I have a dictionary A, and a possible entry foo. I know that A[foo] should be equal to x, but I don't know if A[foo] has been already defined. In any case if A[foo] has been defined it means that it already has the correct value.

It is faster to execute:

if foo not in A.keys(): 
   A[foo]=x 

or simply update

A[foo]=x 

because by the time the computer has found the foo entry, it can as well update it. While if not I would have to call the hash table two times?

Thanks.

like image 998
Pietro Speroni Avatar asked Nov 27 '22 00:11

Pietro Speroni


1 Answers

Just add items to the dictionary without checking for their existence.
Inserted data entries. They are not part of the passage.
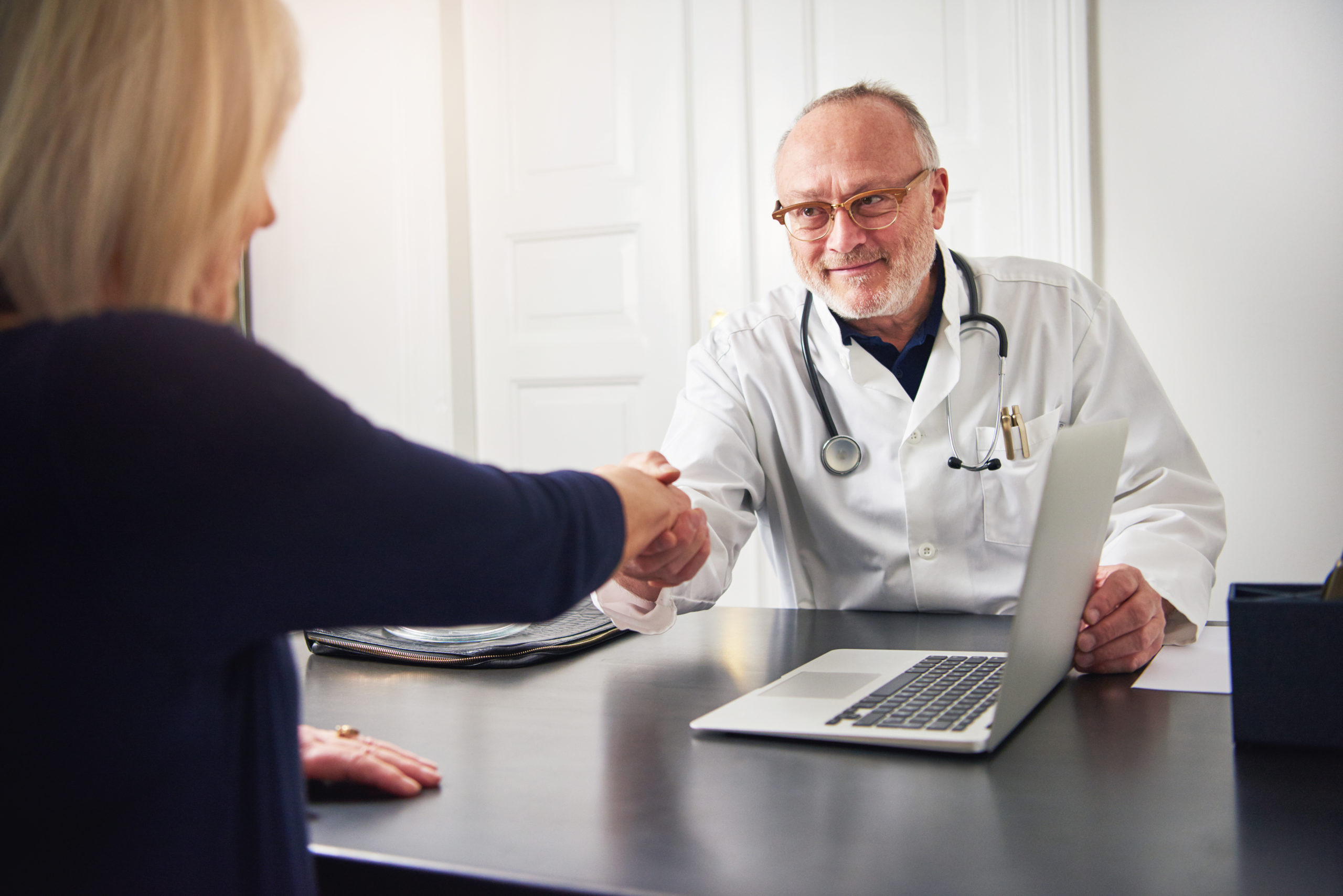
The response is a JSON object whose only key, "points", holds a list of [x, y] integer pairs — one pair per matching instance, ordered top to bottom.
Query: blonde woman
{"points": [[174, 499]]}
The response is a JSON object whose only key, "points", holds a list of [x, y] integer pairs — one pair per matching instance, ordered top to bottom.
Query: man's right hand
{"points": [[651, 506], [676, 555]]}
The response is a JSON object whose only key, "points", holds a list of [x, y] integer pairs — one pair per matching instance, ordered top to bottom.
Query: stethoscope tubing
{"points": [[845, 444]]}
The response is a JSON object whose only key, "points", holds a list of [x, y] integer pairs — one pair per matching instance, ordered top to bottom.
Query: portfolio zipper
{"points": [[363, 646]]}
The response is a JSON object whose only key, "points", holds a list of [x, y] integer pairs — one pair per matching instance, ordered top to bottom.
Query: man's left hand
{"points": [[1123, 624]]}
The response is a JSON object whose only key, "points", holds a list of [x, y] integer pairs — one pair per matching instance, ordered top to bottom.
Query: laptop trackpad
{"points": [[821, 684]]}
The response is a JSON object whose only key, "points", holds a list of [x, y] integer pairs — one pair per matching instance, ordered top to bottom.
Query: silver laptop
{"points": [[958, 700]]}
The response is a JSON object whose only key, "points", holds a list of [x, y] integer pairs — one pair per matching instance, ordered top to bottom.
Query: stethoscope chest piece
{"points": [[841, 454]]}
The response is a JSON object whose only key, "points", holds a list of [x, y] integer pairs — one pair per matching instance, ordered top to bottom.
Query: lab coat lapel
{"points": [[862, 367], [943, 370]]}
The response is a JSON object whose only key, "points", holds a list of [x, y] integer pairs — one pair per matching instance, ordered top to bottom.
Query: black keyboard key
{"points": [[895, 684]]}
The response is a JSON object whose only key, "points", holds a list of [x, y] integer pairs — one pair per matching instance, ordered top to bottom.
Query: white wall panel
{"points": [[1221, 217], [351, 283]]}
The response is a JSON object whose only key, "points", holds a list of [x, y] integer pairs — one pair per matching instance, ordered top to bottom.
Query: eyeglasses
{"points": [[871, 210]]}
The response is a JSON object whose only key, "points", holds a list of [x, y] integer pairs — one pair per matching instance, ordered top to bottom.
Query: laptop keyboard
{"points": [[936, 694]]}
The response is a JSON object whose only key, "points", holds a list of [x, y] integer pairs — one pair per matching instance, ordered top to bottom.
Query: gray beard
{"points": [[907, 274]]}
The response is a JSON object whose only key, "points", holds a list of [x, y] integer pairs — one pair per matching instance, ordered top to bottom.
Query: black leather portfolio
{"points": [[577, 629], [1287, 665]]}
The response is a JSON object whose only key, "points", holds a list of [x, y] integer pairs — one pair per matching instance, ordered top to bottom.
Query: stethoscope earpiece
{"points": [[841, 454]]}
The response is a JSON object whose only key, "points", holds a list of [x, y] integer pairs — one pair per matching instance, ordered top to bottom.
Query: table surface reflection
{"points": [[583, 775]]}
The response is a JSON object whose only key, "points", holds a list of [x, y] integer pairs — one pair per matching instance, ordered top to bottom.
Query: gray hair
{"points": [[881, 90]]}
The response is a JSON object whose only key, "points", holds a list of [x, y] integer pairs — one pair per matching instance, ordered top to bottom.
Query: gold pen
{"points": [[1021, 425]]}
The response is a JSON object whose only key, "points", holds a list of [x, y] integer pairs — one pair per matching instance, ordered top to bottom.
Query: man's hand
{"points": [[652, 506], [676, 555], [1123, 624], [365, 761]]}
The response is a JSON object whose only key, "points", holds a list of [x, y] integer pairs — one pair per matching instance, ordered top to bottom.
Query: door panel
{"points": [[577, 154]]}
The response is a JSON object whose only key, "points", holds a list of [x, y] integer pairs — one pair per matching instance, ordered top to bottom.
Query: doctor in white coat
{"points": [[905, 531]]}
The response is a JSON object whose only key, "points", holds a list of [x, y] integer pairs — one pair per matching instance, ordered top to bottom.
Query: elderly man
{"points": [[898, 527]]}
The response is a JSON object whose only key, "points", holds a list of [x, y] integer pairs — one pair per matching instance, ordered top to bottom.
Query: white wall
{"points": [[1219, 221], [351, 283]]}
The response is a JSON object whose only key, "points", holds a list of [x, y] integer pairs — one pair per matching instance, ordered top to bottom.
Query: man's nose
{"points": [[845, 236]]}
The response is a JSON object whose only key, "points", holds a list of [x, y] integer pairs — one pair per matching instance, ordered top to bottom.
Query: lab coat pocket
{"points": [[1013, 492]]}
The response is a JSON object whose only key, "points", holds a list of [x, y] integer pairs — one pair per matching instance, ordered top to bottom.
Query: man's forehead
{"points": [[847, 143]]}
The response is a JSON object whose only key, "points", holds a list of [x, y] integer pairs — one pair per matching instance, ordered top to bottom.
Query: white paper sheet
{"points": [[1204, 667]]}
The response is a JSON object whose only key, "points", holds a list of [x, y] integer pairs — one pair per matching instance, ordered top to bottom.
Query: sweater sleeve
{"points": [[215, 485]]}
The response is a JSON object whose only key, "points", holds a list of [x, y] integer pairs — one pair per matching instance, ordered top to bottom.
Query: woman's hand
{"points": [[652, 506], [365, 761]]}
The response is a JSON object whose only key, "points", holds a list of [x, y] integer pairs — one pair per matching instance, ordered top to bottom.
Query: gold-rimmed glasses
{"points": [[871, 210]]}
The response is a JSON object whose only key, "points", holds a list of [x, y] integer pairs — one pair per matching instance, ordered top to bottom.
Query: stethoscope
{"points": [[841, 454]]}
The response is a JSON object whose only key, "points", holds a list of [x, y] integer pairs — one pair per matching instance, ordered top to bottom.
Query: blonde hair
{"points": [[133, 135]]}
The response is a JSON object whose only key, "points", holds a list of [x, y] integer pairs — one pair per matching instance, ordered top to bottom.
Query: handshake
{"points": [[665, 540]]}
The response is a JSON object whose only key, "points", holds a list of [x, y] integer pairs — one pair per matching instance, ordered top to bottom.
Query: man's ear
{"points": [[939, 198]]}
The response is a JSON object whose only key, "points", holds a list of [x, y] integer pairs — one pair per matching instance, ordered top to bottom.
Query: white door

I added 100,000 items to a dictionary using 3 different methods and timed it with the timeit module.

  1. if k not in d: d[k] = v
  2. d.setdefault(k, v)
  3. d[k] = v

Option 3 was the fastest, but not by much.
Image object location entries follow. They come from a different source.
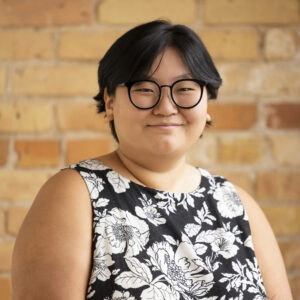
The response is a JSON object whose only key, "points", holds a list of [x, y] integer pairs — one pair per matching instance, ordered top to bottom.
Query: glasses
{"points": [[146, 94]]}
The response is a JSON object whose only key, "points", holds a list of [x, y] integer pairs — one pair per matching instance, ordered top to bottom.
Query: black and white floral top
{"points": [[155, 245]]}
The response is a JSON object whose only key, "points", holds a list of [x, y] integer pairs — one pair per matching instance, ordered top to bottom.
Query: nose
{"points": [[165, 106]]}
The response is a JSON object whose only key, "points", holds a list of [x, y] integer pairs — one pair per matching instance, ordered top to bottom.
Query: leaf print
{"points": [[118, 182], [94, 184], [229, 203], [139, 268], [129, 279]]}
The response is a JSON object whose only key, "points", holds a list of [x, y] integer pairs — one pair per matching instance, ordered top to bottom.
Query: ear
{"points": [[108, 105]]}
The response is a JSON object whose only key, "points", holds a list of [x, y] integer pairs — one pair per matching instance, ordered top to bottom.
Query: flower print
{"points": [[92, 164], [118, 182], [94, 184], [229, 203], [149, 211], [121, 230], [101, 261], [179, 268], [124, 295]]}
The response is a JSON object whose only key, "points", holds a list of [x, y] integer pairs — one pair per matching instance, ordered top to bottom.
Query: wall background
{"points": [[49, 54]]}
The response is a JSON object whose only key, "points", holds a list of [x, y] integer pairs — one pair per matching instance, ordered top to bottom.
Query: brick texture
{"points": [[136, 11], [55, 12], [251, 12], [26, 44], [231, 44], [279, 44], [86, 45], [2, 80], [68, 80], [283, 115], [232, 116], [25, 117], [80, 117], [78, 150], [242, 150], [286, 150], [3, 152], [37, 153], [21, 185], [278, 185], [15, 218], [283, 219], [6, 249], [291, 254], [5, 288]]}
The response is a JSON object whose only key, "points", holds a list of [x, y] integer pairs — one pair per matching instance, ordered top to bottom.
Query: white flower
{"points": [[92, 164], [118, 182], [94, 184], [229, 203], [149, 211], [121, 231], [101, 262], [179, 268]]}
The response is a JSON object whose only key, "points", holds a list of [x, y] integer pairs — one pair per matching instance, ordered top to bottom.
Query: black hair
{"points": [[131, 57]]}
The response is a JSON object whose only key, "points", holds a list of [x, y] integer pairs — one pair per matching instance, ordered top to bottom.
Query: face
{"points": [[165, 129]]}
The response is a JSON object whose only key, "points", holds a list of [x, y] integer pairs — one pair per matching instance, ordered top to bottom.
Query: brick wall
{"points": [[48, 61]]}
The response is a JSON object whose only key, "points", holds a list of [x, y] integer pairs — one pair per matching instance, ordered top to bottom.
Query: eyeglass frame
{"points": [[129, 84]]}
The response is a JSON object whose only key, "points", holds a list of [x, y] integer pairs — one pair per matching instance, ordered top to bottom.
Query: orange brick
{"points": [[136, 11], [55, 12], [251, 12], [38, 43], [231, 44], [279, 44], [86, 45], [276, 79], [2, 80], [70, 80], [283, 115], [232, 116], [25, 117], [80, 117], [78, 150], [242, 150], [286, 150], [3, 152], [204, 152], [37, 153], [21, 185], [278, 185], [15, 219], [284, 219], [1, 222], [6, 249], [291, 254], [295, 286], [5, 288]]}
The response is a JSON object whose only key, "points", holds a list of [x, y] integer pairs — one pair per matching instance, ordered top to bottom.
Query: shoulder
{"points": [[58, 230], [266, 249]]}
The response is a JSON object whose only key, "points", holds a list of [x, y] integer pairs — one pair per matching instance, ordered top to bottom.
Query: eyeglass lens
{"points": [[185, 93]]}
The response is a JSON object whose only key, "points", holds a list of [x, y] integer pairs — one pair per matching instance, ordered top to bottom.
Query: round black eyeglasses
{"points": [[146, 94]]}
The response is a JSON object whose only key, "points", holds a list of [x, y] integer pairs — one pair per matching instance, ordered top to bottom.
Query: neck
{"points": [[162, 173]]}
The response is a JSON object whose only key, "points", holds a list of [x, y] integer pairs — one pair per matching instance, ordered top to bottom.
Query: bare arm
{"points": [[267, 251], [52, 253]]}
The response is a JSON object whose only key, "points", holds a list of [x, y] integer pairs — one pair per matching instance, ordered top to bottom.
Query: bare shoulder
{"points": [[266, 250], [52, 257]]}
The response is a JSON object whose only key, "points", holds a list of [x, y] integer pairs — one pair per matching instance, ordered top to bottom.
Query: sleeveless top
{"points": [[155, 245]]}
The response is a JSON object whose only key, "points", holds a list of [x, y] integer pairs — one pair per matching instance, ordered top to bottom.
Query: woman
{"points": [[140, 222]]}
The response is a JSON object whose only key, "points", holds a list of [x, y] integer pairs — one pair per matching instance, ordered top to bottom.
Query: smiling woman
{"points": [[140, 222]]}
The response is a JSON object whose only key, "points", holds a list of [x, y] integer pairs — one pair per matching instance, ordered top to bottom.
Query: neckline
{"points": [[200, 170]]}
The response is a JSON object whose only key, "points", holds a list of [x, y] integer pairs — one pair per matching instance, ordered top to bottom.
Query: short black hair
{"points": [[132, 55]]}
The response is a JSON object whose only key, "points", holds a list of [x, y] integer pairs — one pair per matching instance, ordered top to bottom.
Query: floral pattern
{"points": [[150, 244]]}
[ Actually, I also tried if k not in d.keys(): d[k] = v, but that was slower by a factor of 300 (each iteration built a list of keys and performed a linear search). It made my tests so slow that I left it out here. ]

Here's my code:

import timeit

setup = """
import random
random.seed(0)
item_count = 100000
# divide key range by 5 to ensure lots of duplicates 
items = [(random.randint(0, item_count/5), 0) for i in xrange(item_count)]
"""
in_dict = """
d = {}
for k, v in items:
    if k not in d:
        d[k] = v
"""
set_default = """
d = {}
for k, v in items:
    d.setdefault(k, v)
"""
straight_add = """
d = {}
for k, v in items:
    d[k] = v
"""
print 'in_dict      ', timeit.Timer(in_dict, setup).timeit(1000)
print 'set_default  ', timeit.Timer(set_default, setup).timeit(1000)
print 'straight_add ', timeit.Timer(straight_add, setup).timeit(1000)

And the results:

in_dict       13.090878085
set_default   21.1309413091
straight_add  11.4781760635

Note: This is all pretty pointless. We get many questions daily about what's the fastest way to do x or y in Python. In most cases, it is clear that the question was being asked before any performance issues were encountered. My advice? Focus on writing the clearest program you can write and if it's too slow, profile it and optimize where needed. In my experience, I almost never get to to profile and optimize step. From the description of the problem, it seems as if dictionary storage will not be the major bottle-neck in your program.